Clive hurried over and pushed the bin next to some fire extinguishers and emergency equipment.
“Boz,” said Garbol. “Trapping your friends will cause them a lot of stress and fright.” Garbol circled the cue around Boz’s face, and the gremlin followed it with his eyes. Again he pointed it back and forth along the factory floor. “First they will panic and run toward the back. Then as I come closer… and closer… and closer… they will scramble around trying to avoid me, upset and afraid. In the end, they will feel like they are going to die just before I stuff them into a bag where they will be even more confused and afraid.”
The gremlin trembled violently, frowned, and let out a tear.
“Tell me where they are, Boz.”
“Oh, this is just great,” said Rhodes. “Are you a fraud? You can’t even get this beast to give up his comrades. If I knew that was what you were going to do, I would have sent you away. Maybe you should go home and let a man handle this job. Clive, bring me a rope and some Jay-Z on the iPad.”
Garbol turned to Rhodes, nose-to-nose, gritting his teeth. “The job’s not finished. And a man who brings contraband parts in from Cuba should be very careful about calling others ‘fraud.’” He smiled thinly. “The trick is to give them no way of escape, because they will find it if you do. I’m giving him a chance to make it easy before I sweep through everything in front of me.”
Garbol looked back at Boz, who crossed his arms and pouted.
“I’m sorry,” said Rhodes. “But I’m sure you can understand my concern. You’re getting nowhere with it, so why are you wasting our time?”
“I never waste time,” said Garbol. “Everything I do has a purpose, and you best keep that in mind.”
“Well you don’t leave a guy with a lot of confidence, sir.”
Garbol banged his cue stick on the floor. “If you hadn’t said ‘sir’ just now, you would have barnacles for ears, Mr. Rhodes.”
Clive shook his head and looked back at the bench. “Hey. Where’d he go?”
Garbol and Rhodes turned.
“See what I mean?” said Rhodes. “You can’t even hold on to one of them. Can’t we get someone a little more competent from the guild?”
Garbol chuckled. “It’s time we remove all incompetence from this factory, Mr. Rhodes, and we are going to start with you.”
“What?” Rhodes stamped his feet. “Get lost! I’ve had enough. I’m kicking you out now, and my lawyers are going to draw up a long letter of complaint to the guild about you, along with a hefty lawsuit.”

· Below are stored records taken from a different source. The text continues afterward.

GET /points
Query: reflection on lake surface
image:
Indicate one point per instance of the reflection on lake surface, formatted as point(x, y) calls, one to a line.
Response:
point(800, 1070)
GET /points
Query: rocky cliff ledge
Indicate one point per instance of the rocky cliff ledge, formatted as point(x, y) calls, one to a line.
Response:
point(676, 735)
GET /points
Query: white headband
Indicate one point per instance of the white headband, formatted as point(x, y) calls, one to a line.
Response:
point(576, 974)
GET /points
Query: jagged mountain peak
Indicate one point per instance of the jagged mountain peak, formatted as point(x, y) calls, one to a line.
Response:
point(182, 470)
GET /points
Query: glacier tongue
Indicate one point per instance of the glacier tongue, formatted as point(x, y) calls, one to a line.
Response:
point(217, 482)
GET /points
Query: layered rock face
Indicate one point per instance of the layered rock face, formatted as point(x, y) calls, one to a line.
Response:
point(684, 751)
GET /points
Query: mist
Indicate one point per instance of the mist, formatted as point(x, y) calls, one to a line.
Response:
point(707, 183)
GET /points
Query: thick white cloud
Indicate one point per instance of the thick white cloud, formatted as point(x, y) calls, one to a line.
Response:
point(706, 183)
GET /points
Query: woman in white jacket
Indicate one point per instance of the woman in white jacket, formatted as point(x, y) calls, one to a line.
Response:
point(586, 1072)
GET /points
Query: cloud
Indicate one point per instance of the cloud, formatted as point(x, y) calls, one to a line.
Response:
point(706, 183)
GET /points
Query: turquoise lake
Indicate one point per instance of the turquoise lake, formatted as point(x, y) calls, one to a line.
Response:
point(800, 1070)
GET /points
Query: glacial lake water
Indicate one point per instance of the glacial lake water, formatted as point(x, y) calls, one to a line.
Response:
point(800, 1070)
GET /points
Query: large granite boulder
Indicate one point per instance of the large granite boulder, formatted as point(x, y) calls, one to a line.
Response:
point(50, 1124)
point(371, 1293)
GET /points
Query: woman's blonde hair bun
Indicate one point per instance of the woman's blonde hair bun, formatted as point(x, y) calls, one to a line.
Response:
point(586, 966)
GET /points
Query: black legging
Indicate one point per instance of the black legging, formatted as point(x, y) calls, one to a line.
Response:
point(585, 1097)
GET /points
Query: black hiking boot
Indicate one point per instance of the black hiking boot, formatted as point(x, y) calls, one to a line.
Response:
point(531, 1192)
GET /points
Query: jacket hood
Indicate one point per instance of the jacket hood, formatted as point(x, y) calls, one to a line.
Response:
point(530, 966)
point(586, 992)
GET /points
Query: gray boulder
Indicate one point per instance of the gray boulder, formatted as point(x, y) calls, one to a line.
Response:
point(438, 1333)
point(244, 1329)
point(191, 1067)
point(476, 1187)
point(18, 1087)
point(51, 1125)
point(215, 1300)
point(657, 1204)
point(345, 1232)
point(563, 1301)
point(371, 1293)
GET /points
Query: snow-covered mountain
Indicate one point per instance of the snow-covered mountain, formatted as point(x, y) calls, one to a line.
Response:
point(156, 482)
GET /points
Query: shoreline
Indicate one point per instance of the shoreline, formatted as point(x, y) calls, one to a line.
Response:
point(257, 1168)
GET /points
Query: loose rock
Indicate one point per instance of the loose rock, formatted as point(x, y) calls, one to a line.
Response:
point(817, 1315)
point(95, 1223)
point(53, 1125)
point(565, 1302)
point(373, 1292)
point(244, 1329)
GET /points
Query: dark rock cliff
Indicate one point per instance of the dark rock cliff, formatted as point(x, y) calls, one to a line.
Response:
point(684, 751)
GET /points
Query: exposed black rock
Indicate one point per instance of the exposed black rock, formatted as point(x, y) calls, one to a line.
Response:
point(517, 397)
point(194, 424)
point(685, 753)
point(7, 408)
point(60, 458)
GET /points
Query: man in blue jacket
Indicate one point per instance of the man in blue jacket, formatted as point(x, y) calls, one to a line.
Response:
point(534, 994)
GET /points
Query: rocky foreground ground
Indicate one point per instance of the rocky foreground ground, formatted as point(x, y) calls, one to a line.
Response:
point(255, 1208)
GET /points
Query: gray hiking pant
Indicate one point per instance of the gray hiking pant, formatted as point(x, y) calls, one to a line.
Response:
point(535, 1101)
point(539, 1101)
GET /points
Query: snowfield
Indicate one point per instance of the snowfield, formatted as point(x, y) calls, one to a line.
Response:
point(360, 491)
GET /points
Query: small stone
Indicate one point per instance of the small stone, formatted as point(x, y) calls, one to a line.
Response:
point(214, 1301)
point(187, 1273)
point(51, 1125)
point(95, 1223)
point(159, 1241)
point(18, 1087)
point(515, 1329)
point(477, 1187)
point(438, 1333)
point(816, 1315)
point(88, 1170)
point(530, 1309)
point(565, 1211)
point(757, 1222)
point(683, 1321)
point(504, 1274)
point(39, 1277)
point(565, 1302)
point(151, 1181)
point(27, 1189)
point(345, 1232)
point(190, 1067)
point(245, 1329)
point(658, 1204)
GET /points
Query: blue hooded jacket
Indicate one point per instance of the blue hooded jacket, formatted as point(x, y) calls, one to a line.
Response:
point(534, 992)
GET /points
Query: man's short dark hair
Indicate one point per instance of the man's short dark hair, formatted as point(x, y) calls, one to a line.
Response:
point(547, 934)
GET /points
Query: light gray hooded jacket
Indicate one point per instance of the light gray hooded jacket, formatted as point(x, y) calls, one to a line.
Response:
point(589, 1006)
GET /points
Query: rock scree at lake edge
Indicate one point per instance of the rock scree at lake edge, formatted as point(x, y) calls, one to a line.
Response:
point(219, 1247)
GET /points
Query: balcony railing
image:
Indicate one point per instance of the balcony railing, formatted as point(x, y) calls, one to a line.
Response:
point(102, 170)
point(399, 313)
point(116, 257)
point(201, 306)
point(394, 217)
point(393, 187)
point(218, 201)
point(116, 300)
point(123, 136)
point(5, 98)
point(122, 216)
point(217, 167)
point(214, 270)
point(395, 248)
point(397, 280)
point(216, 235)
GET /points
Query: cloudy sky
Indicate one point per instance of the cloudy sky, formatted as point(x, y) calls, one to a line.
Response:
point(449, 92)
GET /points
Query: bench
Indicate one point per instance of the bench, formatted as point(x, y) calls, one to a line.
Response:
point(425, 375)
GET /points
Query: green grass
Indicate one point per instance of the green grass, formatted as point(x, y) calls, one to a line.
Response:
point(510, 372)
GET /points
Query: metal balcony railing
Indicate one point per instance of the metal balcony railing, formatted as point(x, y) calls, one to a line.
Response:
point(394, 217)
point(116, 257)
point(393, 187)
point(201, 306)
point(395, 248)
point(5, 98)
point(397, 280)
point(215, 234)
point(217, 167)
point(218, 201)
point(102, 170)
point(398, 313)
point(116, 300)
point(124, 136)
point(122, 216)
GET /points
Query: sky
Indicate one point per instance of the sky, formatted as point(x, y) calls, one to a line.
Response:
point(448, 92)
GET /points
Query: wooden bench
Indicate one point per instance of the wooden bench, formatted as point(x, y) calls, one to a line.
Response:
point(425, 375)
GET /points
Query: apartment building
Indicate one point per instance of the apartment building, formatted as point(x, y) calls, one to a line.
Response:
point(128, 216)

Garbol’s eyes smoldered. “The job’s not finished. In fact, it cannot be finished until you are removed. You will promote Clive to have full control over the plant, and you will step away with zero control of operations. And you will do it today. Before I leave.”
“You can’t do this,” said Mr. Rhodes.
“I have to,” said Garbol. “You legally bound me to do so in the contract.”
“Now I now you’re crazy.”
Garbol pulled out a sheet of paper and handed it to him. “You’re not just a jackass, Mr. Rhodes. You’re a pest that is deleterious to the well-being and profitability of this plant. By the contract you signed, I am obligated to get rid of you in order to finish the job. We can do it the hard way, which will cause you much stress and fear, or we can do it the easy way, where you simply promote your good man here, and step away. Make a choice.”
Rhodes read through the contract and his face fell. “I see. This is only good if you get all the gremlins, though. You clear them all out, and Clive’s your man.”
“Done,” said Garbol. He opened the recycling bins, and a dozen or so gremlins huddled in each one. “See. You give them a way to escape and they will find it.” He shook out a garbage bag and grabbed a couple by the ears, dropping them in. Boz sat in the back of the middle container. “Don’t worry, little fella. I would never allow him to inflict Jay-Z upon you.”